Matrix factorization algorithms like SVD and Non-negative matrix factorization (NMF) are arguably among the most widely used algorithms throughout machine learning and data mining. Applications of these techniques can be found in bioinformatics, robotics, computer vision, text analysis, information retrieval, collaborative filtering and so on. However, SVD and NMF do not assign probabilities to predictions and therefore can not provide uncertainty estimates. As an example a company wants to send gift cards to customers for items they are likely to want, but have not yet purchased. The company can run a matrix factorization algorithm on the joint product-customer matrix of ratings to find people who are likely to purchase item X, but the company will have no estimate of uncertainty for the predictions.

Probabilistic models such as PLSA and their Bayesian extensions such as LDA which do assign probabilities to predictions have been proposed as text models in the bag-of-words representation. Furthermore, an extension of PLSA to the case of user recommendation systems has been proposed.
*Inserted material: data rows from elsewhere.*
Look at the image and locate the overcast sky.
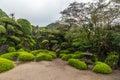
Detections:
[0,0,91,26]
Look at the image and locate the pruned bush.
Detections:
[18,52,34,61]
[48,51,57,59]
[0,58,15,73]
[8,47,16,52]
[36,53,52,61]
[0,52,18,60]
[68,59,87,70]
[93,62,112,74]
[105,52,119,67]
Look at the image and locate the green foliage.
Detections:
[0,17,21,28]
[17,48,25,52]
[10,36,21,42]
[0,52,18,60]
[105,52,119,67]
[0,25,6,33]
[36,53,52,61]
[68,59,87,70]
[93,62,112,74]
[0,9,8,18]
[18,52,34,61]
[41,40,49,44]
[17,19,32,35]
[0,58,15,73]
[60,50,70,54]
[8,47,16,52]
[61,42,69,49]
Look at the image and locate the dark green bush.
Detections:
[8,47,16,52]
[36,53,52,61]
[0,58,15,73]
[105,52,119,67]
[48,51,56,59]
[61,54,72,61]
[0,52,17,60]
[93,62,112,74]
[68,59,87,70]
[18,52,34,61]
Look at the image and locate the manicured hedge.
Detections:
[36,53,52,61]
[68,59,87,70]
[93,62,112,74]
[18,53,34,61]
[0,52,17,60]
[0,58,15,73]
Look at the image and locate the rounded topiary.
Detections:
[93,62,112,74]
[36,53,52,61]
[0,58,15,73]
[68,59,87,70]
[8,47,16,52]
[0,52,18,60]
[48,51,56,59]
[18,52,34,61]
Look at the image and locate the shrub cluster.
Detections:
[0,58,15,73]
[18,53,34,61]
[36,53,52,61]
[93,62,112,74]
[68,59,87,70]
[0,52,18,60]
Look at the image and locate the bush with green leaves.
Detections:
[48,51,57,59]
[105,52,119,67]
[36,53,52,61]
[18,52,35,61]
[0,52,18,60]
[0,58,15,73]
[93,62,112,74]
[8,47,16,52]
[68,59,87,70]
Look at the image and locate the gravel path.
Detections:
[0,59,120,80]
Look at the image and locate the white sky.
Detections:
[0,0,91,26]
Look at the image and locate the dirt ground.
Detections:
[0,59,120,80]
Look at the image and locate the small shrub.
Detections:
[48,51,56,59]
[105,52,119,67]
[0,58,15,73]
[61,54,72,61]
[18,48,25,52]
[0,52,17,60]
[36,53,52,61]
[18,53,34,61]
[60,50,70,54]
[68,59,87,70]
[93,62,112,74]
[8,47,16,52]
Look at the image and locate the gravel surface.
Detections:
[0,59,120,80]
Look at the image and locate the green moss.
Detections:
[36,53,52,61]
[0,58,15,73]
[93,62,112,74]
[8,47,16,52]
[68,59,87,70]
[0,52,18,60]
[18,52,34,61]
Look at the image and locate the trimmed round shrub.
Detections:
[61,54,72,61]
[105,52,119,67]
[48,51,56,59]
[0,52,18,60]
[8,47,16,52]
[68,59,87,70]
[93,62,112,74]
[0,58,15,73]
[18,53,35,61]
[36,53,52,61]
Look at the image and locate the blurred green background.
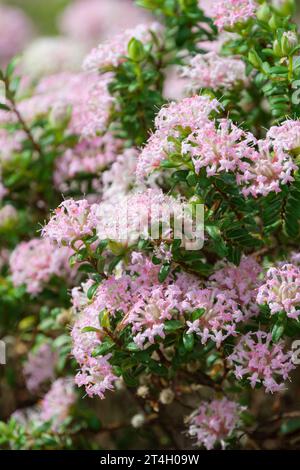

However, these models treat customers and products differently. In particular they discover user communities but not product groups. We propose a symmetrized LDA model, which we call "Multi-LDA" which draws information from related products as well as related customers. Additionally, Multi-LDA is not limited to matrix factorization, but applies to tensor factorization as well. For example Multi-LDA could be applied to customer-product-date data.

In addition to describing Multi-LDA, I will discuss how Multi-LDA relates to NMF and LDA and discuss some experimental results from customer-product ratings, customer-movie ratings,  and handwritten digits. I will also outline a Nonparametric version, which is able to estimate the number of customer and product groups automatically.